Amerykański senator Rick Scott z Florydy skrytykował sekretarza stanu USA Anthoniego Blinkena za jego występ w kijowskim barze, ganiąc dyplomatę za to, że zapomniał dla kogo pracuje.
Blinken skosztował lokalnej pizzy podczas wtorkowej wizyty w Kijowie w towarzystwie Dmytro Kuleby, a także śpiewał z zespołem w barze i grał na gitarze.
POLECAMY: Wojna? Ukraina chce zwiększyć turystykę, bo tylko 20 proc. kraju jest objęte działaniami zbrojnymi
„Podczas gdy świat płonie, a Amerykanie spędzają 221. dzień jako zakładnicy Hamasu w Gazie, Blinken jest w drodze, by przemawiać na Ukrainie podczas finansowanej przez podatników podróży. Dla kogo on do cholery myśli, że pracuje?” – napisał senator na portalu społecznościowym X.
Ukraińscy internauci skrytykowali również Blinkena za jego „koncert” w kijowskim barze, donosi ukraiński dziennik Strana.ua. Użytkownicy sieci społecznościowej X zarzucili sekretarzowi stanu, że podczas gdy Ukraina ponosi porażki na polu bitwy i czeka na pomoc USA, Blinken „przesiaduje w centrum Kijowa w barze”.

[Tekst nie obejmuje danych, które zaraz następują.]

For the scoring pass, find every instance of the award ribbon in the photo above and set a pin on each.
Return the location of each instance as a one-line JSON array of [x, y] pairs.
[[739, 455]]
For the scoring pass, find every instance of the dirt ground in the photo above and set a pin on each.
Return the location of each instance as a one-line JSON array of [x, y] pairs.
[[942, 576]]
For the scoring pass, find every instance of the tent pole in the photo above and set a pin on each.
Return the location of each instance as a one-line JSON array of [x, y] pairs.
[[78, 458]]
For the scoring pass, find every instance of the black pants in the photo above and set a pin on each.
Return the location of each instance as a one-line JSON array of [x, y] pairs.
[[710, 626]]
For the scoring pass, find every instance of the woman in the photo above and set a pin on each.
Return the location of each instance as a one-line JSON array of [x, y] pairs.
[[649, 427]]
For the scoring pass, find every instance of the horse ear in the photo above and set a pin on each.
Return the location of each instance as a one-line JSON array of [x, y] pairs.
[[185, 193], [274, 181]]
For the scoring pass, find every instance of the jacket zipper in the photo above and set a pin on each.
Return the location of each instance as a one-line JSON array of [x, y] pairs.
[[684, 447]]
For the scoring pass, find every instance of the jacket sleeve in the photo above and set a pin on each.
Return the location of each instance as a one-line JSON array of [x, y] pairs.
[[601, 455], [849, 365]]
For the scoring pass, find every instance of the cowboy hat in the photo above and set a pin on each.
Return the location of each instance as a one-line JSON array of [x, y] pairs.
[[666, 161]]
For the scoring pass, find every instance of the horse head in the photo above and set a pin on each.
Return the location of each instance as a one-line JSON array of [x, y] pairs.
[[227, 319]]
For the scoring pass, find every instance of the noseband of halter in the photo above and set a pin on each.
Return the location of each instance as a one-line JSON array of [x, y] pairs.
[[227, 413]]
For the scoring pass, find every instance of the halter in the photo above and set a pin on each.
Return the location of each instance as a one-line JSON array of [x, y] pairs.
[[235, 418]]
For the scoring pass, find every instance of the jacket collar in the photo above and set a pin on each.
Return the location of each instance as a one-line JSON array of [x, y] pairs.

Pierwszy Zastępca Stałego Przedstawiciela Rosji przy ONZ Dmitrij Poliański wcześniej zganił Sekretarza Stanu USA Anthoniego Blinkena za „koncert” amerykańskiego dyplomaty w Kijowie – w czasie, gdy Ukraińcy są łapani na ulicach i wysyłani do maszynki do mięsa.